Department of Electrical and Computer Engineering, The University of Texas at Austin.
Department of Speech, Language, and Hearing Sciences, The University of Texas at Austin.
J Speech Lang Hear Res. 2023 Aug 17;66(8S):3206-3221. doi: 10.1044/2023_JSLHR-22-00319. Epub 2023 May 5.
Current electromagnetic tongue tracking devices are not amenable for daily use and thus not suitable for silent speech interface and other applications. We have recently developed MagTrack, a novel wearable electromagnetic articulograph tongue tracking device. This study aimed to validate MagTrack for potential silent speech interface applications.
We conducted two experiments: (a) classification of eight isolated vowels in consonant-vowel-consonant form and (b) continuous silent speech recognition. In these experiments, we used data from healthy adult speakers collected with MagTrack. The performance of vowel classification was measured by accuracies. The continuous silent speech recognition was measured by phoneme error rates. The performance was then compared with results using data collected with commercial electromagnetic articulograph in a prior study.

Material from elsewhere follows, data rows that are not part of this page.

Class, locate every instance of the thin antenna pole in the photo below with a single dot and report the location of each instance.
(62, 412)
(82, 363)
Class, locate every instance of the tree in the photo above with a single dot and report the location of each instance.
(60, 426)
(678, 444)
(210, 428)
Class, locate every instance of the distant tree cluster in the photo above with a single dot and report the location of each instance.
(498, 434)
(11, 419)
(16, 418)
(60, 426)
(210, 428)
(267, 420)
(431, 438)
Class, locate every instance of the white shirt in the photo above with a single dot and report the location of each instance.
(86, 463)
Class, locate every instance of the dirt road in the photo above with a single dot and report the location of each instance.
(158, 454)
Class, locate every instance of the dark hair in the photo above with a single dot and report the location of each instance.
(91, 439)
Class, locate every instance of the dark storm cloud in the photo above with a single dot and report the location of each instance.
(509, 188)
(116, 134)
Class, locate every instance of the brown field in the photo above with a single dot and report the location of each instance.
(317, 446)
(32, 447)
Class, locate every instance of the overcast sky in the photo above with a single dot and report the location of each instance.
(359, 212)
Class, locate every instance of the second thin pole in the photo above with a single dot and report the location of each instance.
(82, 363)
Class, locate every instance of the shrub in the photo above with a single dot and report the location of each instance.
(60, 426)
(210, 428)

The isolated vowel classification using MagTrack achieved an average accuracy of 89.74% when leveraging all MagTrack signals (, , coordinates; orientation; and magnetic signals), which outperformed the accuracy using commercial electromagnetic articulograph data (only , coordinates) in our previous study. The continuous speech recognition from two subjects using MagTrack achieved phoneme error rates of 73.92% and 66.73%, respectively. The commercial electromagnetic articulograph achieved 64.53% from the same subject (66.73% using MagTrack data).
MagTrack showed comparable results with the commercial electromagnetic articulograph when using the same localized information. Adding raw magnetic signals would improve the performance of MagTrack. Our preliminary testing demonstrated the potential for silent speech interface as a lightweight wearable device. This work also lays the foundation to support MagTrack's potential for other applications including visual feedback-based speech therapy and second language learning.
当前的电磁舌跟踪设备不适于日常使用,因此不适合用于无声语音接口和其他应用。我们最近开发了 MagTrack,这是一种新型可穿戴电磁发音器舌跟踪设备。本研究旨在验证 MagTrack 用于潜在无声语音接口应用的能力。
我们进行了两项实验:(a)以辅音-元音-辅音形式分类八个孤立元音,(b)连续无声语音识别。在这些实验中,我们使用 MagTrack 采集的健康成年说话者的数据。元音分类的性能通过准确率进行衡量。连续无声语音识别的性能通过音素错误率进行衡量。然后将性能与之前使用商业电磁发音器数据进行的研究结果进行比较。
使用 MagTrack 时,通过利用所有 MagTrack 信号(,,坐标;方向;和磁信号),孤立元音分类的平均准确率为 89.74%,优于我们之前研究中使用商业电磁发音器数据(仅,坐标)的准确率。两名受试者使用 MagTrack 进行连续语音识别的音素错误率分别为 73.92%和 66.73%。同一名受试者使用商业电磁发音器的准确率为 64.53%(使用 MagTrack 数据为 66.73%)。
当使用相同的局部信息时,MagTrack 与商业电磁发音器的结果相当。添加原始磁信号将提高 MagTrack 的性能。我们的初步测试表明,作为一种轻便可穿戴设备,MagTrack 具有用于无声语音接口的潜力。这项工作还为 MagTrack 支持其他应用(包括基于视觉反馈的言语治疗和第二语言学习)奠定了基础。